Due to user error, our S3 directory over which a Glue crawler ran routinely became flooded with .csv files. When Glue ran over the S3 directory- it created a table for each of the 200,000+ csv files. I ran a script that deleted the .csv files shortly after (S3 bucket has versioning enabled), and re-ran the Glue crawler with the following settings:
Schema updates in the data store Update the table definition in the data catalog.
Inherit schema from table Update all new and existing partitions with metadata from the table.
Object deletion in the data store Delete tables and partitions from the data catalog.

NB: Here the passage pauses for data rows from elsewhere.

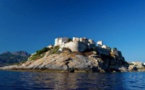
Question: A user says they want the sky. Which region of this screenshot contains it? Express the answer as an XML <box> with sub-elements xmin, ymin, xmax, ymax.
<box><xmin>0</xmin><ymin>0</ymin><xmax>145</xmax><ymax>62</ymax></box>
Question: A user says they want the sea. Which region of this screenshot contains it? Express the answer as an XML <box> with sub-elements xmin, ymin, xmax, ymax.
<box><xmin>0</xmin><ymin>71</ymin><xmax>145</xmax><ymax>90</ymax></box>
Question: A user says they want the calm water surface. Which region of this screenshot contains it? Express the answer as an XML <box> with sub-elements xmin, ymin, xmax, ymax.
<box><xmin>0</xmin><ymin>71</ymin><xmax>145</xmax><ymax>90</ymax></box>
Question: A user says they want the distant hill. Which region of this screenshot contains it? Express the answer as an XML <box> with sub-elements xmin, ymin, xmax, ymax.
<box><xmin>0</xmin><ymin>51</ymin><xmax>30</xmax><ymax>66</ymax></box>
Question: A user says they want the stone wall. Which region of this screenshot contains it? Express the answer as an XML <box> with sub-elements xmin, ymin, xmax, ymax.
<box><xmin>64</xmin><ymin>42</ymin><xmax>88</xmax><ymax>52</ymax></box>
<box><xmin>54</xmin><ymin>37</ymin><xmax>69</xmax><ymax>46</ymax></box>
<box><xmin>96</xmin><ymin>46</ymin><xmax>110</xmax><ymax>55</ymax></box>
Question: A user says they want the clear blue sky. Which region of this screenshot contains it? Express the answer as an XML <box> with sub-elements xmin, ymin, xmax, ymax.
<box><xmin>0</xmin><ymin>0</ymin><xmax>145</xmax><ymax>62</ymax></box>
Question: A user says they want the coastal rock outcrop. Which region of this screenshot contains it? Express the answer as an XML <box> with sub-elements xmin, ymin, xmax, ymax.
<box><xmin>0</xmin><ymin>38</ymin><xmax>129</xmax><ymax>72</ymax></box>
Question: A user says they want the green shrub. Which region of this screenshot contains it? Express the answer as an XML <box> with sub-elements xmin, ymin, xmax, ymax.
<box><xmin>29</xmin><ymin>47</ymin><xmax>50</xmax><ymax>60</ymax></box>
<box><xmin>50</xmin><ymin>46</ymin><xmax>59</xmax><ymax>54</ymax></box>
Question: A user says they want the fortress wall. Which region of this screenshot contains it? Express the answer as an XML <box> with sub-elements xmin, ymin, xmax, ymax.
<box><xmin>64</xmin><ymin>42</ymin><xmax>87</xmax><ymax>52</ymax></box>
<box><xmin>96</xmin><ymin>47</ymin><xmax>111</xmax><ymax>55</ymax></box>
<box><xmin>54</xmin><ymin>37</ymin><xmax>69</xmax><ymax>46</ymax></box>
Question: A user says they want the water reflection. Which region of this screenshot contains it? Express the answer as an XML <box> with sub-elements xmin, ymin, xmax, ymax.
<box><xmin>21</xmin><ymin>72</ymin><xmax>124</xmax><ymax>90</ymax></box>
<box><xmin>0</xmin><ymin>71</ymin><xmax>145</xmax><ymax>90</ymax></box>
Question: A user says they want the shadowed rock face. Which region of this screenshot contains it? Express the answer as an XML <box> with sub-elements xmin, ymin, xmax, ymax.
<box><xmin>0</xmin><ymin>51</ymin><xmax>30</xmax><ymax>66</ymax></box>
<box><xmin>4</xmin><ymin>51</ymin><xmax>128</xmax><ymax>72</ymax></box>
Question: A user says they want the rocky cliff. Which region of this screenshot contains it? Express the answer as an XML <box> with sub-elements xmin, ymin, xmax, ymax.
<box><xmin>1</xmin><ymin>47</ymin><xmax>128</xmax><ymax>72</ymax></box>
<box><xmin>0</xmin><ymin>51</ymin><xmax>30</xmax><ymax>66</ymax></box>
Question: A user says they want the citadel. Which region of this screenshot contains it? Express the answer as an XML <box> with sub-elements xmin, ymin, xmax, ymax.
<box><xmin>54</xmin><ymin>37</ymin><xmax>122</xmax><ymax>57</ymax></box>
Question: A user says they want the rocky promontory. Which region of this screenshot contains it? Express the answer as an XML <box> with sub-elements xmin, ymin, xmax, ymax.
<box><xmin>0</xmin><ymin>37</ymin><xmax>144</xmax><ymax>72</ymax></box>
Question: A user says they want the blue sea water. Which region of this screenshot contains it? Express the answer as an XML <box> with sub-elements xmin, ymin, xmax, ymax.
<box><xmin>0</xmin><ymin>71</ymin><xmax>145</xmax><ymax>90</ymax></box>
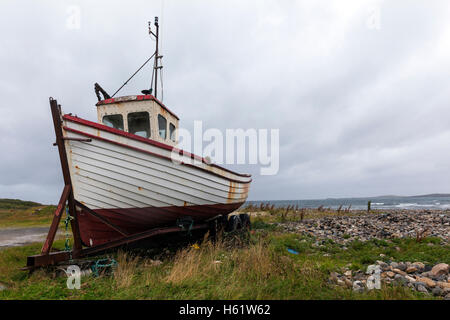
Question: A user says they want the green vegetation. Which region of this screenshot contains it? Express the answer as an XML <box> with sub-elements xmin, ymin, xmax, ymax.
<box><xmin>0</xmin><ymin>220</ymin><xmax>450</xmax><ymax>299</ymax></box>
<box><xmin>0</xmin><ymin>199</ymin><xmax>56</xmax><ymax>228</ymax></box>
<box><xmin>0</xmin><ymin>202</ymin><xmax>450</xmax><ymax>300</ymax></box>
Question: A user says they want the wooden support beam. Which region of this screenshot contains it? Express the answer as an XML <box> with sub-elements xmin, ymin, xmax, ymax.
<box><xmin>75</xmin><ymin>200</ymin><xmax>129</xmax><ymax>236</ymax></box>
<box><xmin>41</xmin><ymin>185</ymin><xmax>72</xmax><ymax>254</ymax></box>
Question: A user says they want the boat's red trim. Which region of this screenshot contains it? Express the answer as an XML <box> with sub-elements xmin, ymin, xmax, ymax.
<box><xmin>63</xmin><ymin>126</ymin><xmax>252</xmax><ymax>184</ymax></box>
<box><xmin>78</xmin><ymin>202</ymin><xmax>244</xmax><ymax>246</ymax></box>
<box><xmin>63</xmin><ymin>114</ymin><xmax>251</xmax><ymax>177</ymax></box>
<box><xmin>96</xmin><ymin>94</ymin><xmax>180</xmax><ymax>120</ymax></box>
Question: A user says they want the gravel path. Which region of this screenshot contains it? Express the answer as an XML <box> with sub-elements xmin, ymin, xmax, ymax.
<box><xmin>0</xmin><ymin>227</ymin><xmax>49</xmax><ymax>249</ymax></box>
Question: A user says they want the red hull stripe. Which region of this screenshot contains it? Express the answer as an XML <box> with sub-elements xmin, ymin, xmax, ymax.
<box><xmin>78</xmin><ymin>202</ymin><xmax>243</xmax><ymax>246</ymax></box>
<box><xmin>63</xmin><ymin>114</ymin><xmax>251</xmax><ymax>177</ymax></box>
<box><xmin>63</xmin><ymin>127</ymin><xmax>252</xmax><ymax>184</ymax></box>
<box><xmin>96</xmin><ymin>94</ymin><xmax>180</xmax><ymax>120</ymax></box>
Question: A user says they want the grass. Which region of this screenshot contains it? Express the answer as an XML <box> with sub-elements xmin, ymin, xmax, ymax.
<box><xmin>0</xmin><ymin>199</ymin><xmax>56</xmax><ymax>228</ymax></box>
<box><xmin>0</xmin><ymin>218</ymin><xmax>450</xmax><ymax>299</ymax></box>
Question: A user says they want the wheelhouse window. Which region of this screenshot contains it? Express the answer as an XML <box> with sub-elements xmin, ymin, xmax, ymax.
<box><xmin>102</xmin><ymin>114</ymin><xmax>123</xmax><ymax>130</ymax></box>
<box><xmin>128</xmin><ymin>112</ymin><xmax>150</xmax><ymax>138</ymax></box>
<box><xmin>169</xmin><ymin>123</ymin><xmax>175</xmax><ymax>141</ymax></box>
<box><xmin>158</xmin><ymin>114</ymin><xmax>167</xmax><ymax>139</ymax></box>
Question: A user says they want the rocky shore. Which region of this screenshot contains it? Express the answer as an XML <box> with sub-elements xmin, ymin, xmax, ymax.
<box><xmin>329</xmin><ymin>261</ymin><xmax>450</xmax><ymax>300</ymax></box>
<box><xmin>280</xmin><ymin>210</ymin><xmax>450</xmax><ymax>244</ymax></box>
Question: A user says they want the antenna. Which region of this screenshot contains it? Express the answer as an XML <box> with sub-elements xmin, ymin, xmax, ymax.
<box><xmin>142</xmin><ymin>17</ymin><xmax>163</xmax><ymax>98</ymax></box>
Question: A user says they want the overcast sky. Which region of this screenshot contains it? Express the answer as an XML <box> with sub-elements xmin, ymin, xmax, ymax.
<box><xmin>0</xmin><ymin>0</ymin><xmax>450</xmax><ymax>203</ymax></box>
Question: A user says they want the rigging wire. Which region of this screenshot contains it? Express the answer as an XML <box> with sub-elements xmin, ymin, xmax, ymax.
<box><xmin>111</xmin><ymin>52</ymin><xmax>156</xmax><ymax>98</ymax></box>
<box><xmin>159</xmin><ymin>64</ymin><xmax>164</xmax><ymax>101</ymax></box>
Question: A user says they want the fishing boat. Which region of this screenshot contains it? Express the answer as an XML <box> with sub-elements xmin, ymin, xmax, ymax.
<box><xmin>28</xmin><ymin>18</ymin><xmax>252</xmax><ymax>266</ymax></box>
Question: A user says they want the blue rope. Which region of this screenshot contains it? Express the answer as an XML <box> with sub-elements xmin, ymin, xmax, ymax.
<box><xmin>91</xmin><ymin>259</ymin><xmax>117</xmax><ymax>277</ymax></box>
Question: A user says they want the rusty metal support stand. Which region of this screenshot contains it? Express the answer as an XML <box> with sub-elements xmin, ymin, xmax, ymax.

Within the cloudwatch logs- it's updating the tables matching the remaining data, but it's not deleting any of the tables generated from those .csv files. According to it's configuration log on Cloudwatch- it should be able to do so.
INFO : Crawler configured with Configuration
{
"Version": 1,
"Grouping": {
"TableGroupingPolicy": "CombineCompatibleSchemas"
}
}
and SchemaChangePolicy
{
"UpdateBehavior": "UPDATE_IN_DATABASE",
"DeleteBehavior": "DELETE_FROM_DATABASE"
I should include there is another crawler that is set to crawl over the S3 bucket, but it's not been run in over a year, so I doubt that could be a point of conflict.
I'm are stumped on what could be the issue; as it stands, I can write a script to pattern match the existing tables and drop those with a csv in their name or delete and rebuild the database by having Glue re crawl S3, but if possible- I'd much rather Glue drops the tables itself after identifying they point to no files within S3 itself.